Cerita hari ini #1 : “Senja”

Baiklah, hari ini ayo kita bicara tentang senja.

Siapa yang menyukai senja? Atau ganti saja, siapa yang tidak menyukai senja? Pertanyaan ini bisa kau jawab dengan sendirinya. Lalu aku pasti akan menjawab dengan ledakan suara.“Aku sangat menyukai senja!”

Ada yang pernah mengatakan padaku, senja itu seperti pelarian bagi mereka yang merasa sendu pilu. Benarkah? Apa kau juga merasakannya? Aku rasa itu benar. Saat kita membuka mata, di sana … sebuah lukisan senja tanpa kanvas tengah menarik kita. Menarik kedua mata untuk tetap terjaga memandangnya. Lalu, dia akan bagikan kedamaian bersama udara yang berhembus, menyentuh wajah kita.

Sesaat pesonanya mampu enyahkan kesedihan, itu menurutku. Mungkin, karena aku begitu menyukainya. Aku tidak lebih hanya seorang pengagum. Dan tak bisa menyampaikan pada senja, kalau aku menyukainya. Aku hanya bisa beryukur … karena Tuhan ciptakan senja, tanpa bisa kujabarkan seberapa indahnya.
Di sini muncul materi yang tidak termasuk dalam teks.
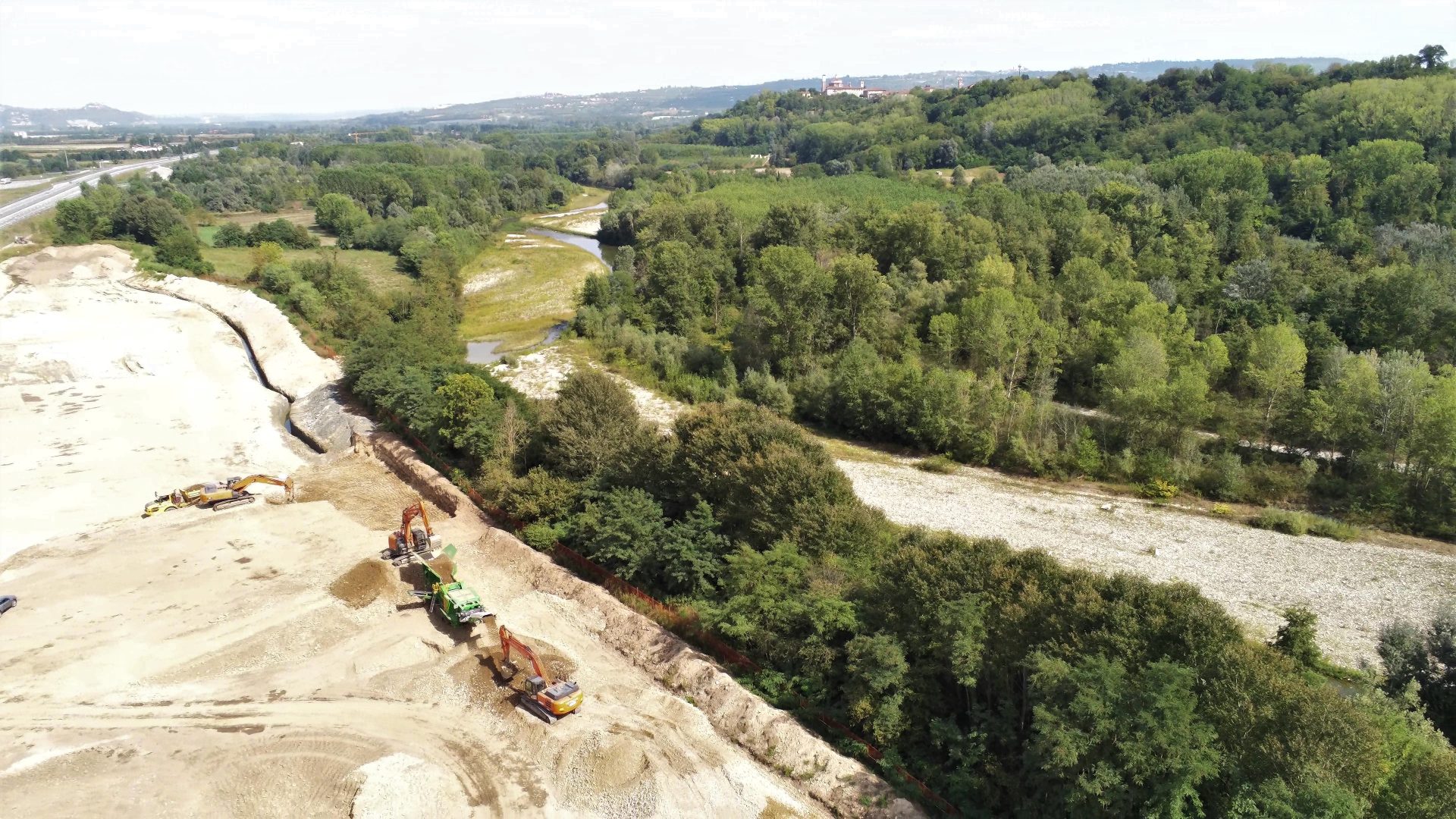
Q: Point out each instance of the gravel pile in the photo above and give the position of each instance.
(1354, 588)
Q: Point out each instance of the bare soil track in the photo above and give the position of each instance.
(264, 661)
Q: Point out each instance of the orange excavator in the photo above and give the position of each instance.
(548, 698)
(405, 544)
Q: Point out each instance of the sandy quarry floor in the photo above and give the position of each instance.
(1353, 588)
(268, 659)
(109, 395)
(262, 661)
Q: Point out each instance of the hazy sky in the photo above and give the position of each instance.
(324, 55)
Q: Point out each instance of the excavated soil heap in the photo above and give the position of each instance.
(369, 580)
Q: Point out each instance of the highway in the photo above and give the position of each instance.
(47, 197)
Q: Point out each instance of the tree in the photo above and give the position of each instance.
(264, 256)
(674, 286)
(590, 428)
(469, 416)
(1110, 742)
(1274, 368)
(622, 531)
(875, 689)
(76, 222)
(1003, 334)
(786, 302)
(146, 219)
(1296, 637)
(1424, 659)
(861, 297)
(180, 248)
(766, 391)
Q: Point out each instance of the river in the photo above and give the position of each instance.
(484, 352)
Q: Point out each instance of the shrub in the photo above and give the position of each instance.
(1305, 523)
(938, 464)
(1282, 521)
(229, 235)
(1223, 479)
(541, 537)
(766, 391)
(1158, 488)
(1332, 529)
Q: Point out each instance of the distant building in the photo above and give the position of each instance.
(837, 85)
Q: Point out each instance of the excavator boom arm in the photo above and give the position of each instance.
(243, 483)
(410, 513)
(509, 640)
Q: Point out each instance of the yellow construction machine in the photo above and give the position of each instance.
(545, 697)
(216, 496)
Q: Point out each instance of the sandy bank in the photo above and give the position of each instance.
(1353, 588)
(109, 395)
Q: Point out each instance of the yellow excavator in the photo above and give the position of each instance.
(216, 496)
(545, 697)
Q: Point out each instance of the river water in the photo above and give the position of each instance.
(484, 352)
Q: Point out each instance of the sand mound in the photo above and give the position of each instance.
(369, 580)
(403, 787)
(66, 264)
(362, 488)
(609, 776)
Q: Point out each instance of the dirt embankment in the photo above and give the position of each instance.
(319, 410)
(268, 661)
(541, 375)
(109, 397)
(1354, 588)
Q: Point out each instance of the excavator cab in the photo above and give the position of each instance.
(545, 697)
(560, 698)
(410, 542)
(166, 502)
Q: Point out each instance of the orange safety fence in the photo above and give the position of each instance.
(666, 614)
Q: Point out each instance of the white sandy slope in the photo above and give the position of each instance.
(109, 395)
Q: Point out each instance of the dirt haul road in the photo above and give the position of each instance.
(264, 662)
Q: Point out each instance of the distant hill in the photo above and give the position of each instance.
(49, 120)
(653, 107)
(669, 105)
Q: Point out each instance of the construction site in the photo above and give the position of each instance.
(239, 598)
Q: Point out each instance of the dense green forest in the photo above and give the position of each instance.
(1261, 256)
(1266, 257)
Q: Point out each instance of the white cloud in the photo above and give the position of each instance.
(348, 55)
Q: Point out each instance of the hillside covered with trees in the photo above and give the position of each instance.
(1261, 256)
(1250, 278)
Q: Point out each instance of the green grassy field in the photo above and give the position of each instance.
(376, 265)
(752, 197)
(525, 287)
(296, 215)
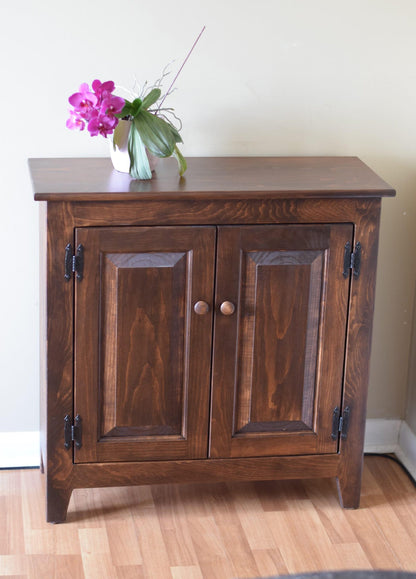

Ini ceritaku tentang senja, apa ceritamu?

 

“Lupakan” bukan puisi #2

Lupakan

Hari ini waktunya untuk melupakan

Lupakan … lupakan … lupakan …

Hanya mencoba mengulang

Saat kau tak mengenal

Dunia yang pernah kau banggakan

 

Jangan ada tangisan …

Kau bukan pecundang!

Apa susahnya melupakan?

Layaknya bekas jejak di bibir pantai,

Yang perlahan dihapus ombak.

Kau tidak mengingat bekas jejak itu,

Tapi kau tahu pernah mengukir jejak di sana.

 

Lupakan tanpa harus kembali …

Karena yang terbaik tengah menanti.

21 Juli 2017

Terlepas ini puisi atau tidak. Aku tengah menyampaikan pesan melalui tulisan ini. ^_^

 

Bukan Puisi #1

Aku tidak lagi penggila mimpi

Tapi …

Bukan juga berhenti dan kalah

Setidaknya aku bukan seorang pecundang

Yang diam dibalik tirai kantuk

 

Bukan penggila harap

Dihadapi resiko yang menanti, mungkin

Aku …

Layaknya daun yang sedang menunggu

Kapan akhirnya dia akan terbang,

terbebas di ruang tanpa dinding

Lalu …

menemukan ada dunia di balik dunia

 

by me Tarii, 10 juli 2017

Tarik Ulur Waktu

Kau tahu benar jika waktu tidak pernah kembali.

Seperti embusan angin satu detik lalu yang menyentuh kulitmu sekilas.

Jika pun ia kembali menghampiri, tidak akan berwujud sama.

Serpihan waktu itu tanpa kesia-siaan dan lalai yang terbuang. Rumah waktu tanpa kekosongan cerita apalagi cahaya.

Kau tertawa getir. Menatap diri pada cermin yang diam. Kau bergumam, inikah aku sekarang?

Kau ingin berdiri pada pijakan yang tepat. Tidak goyah pada pijakan yang rusak.

Namun …

Langkah kakimu masih jalan di tempat.

Menghitung jarak.

Menghitung seberapa jauh kau dapat menembus waktu yang tersisa.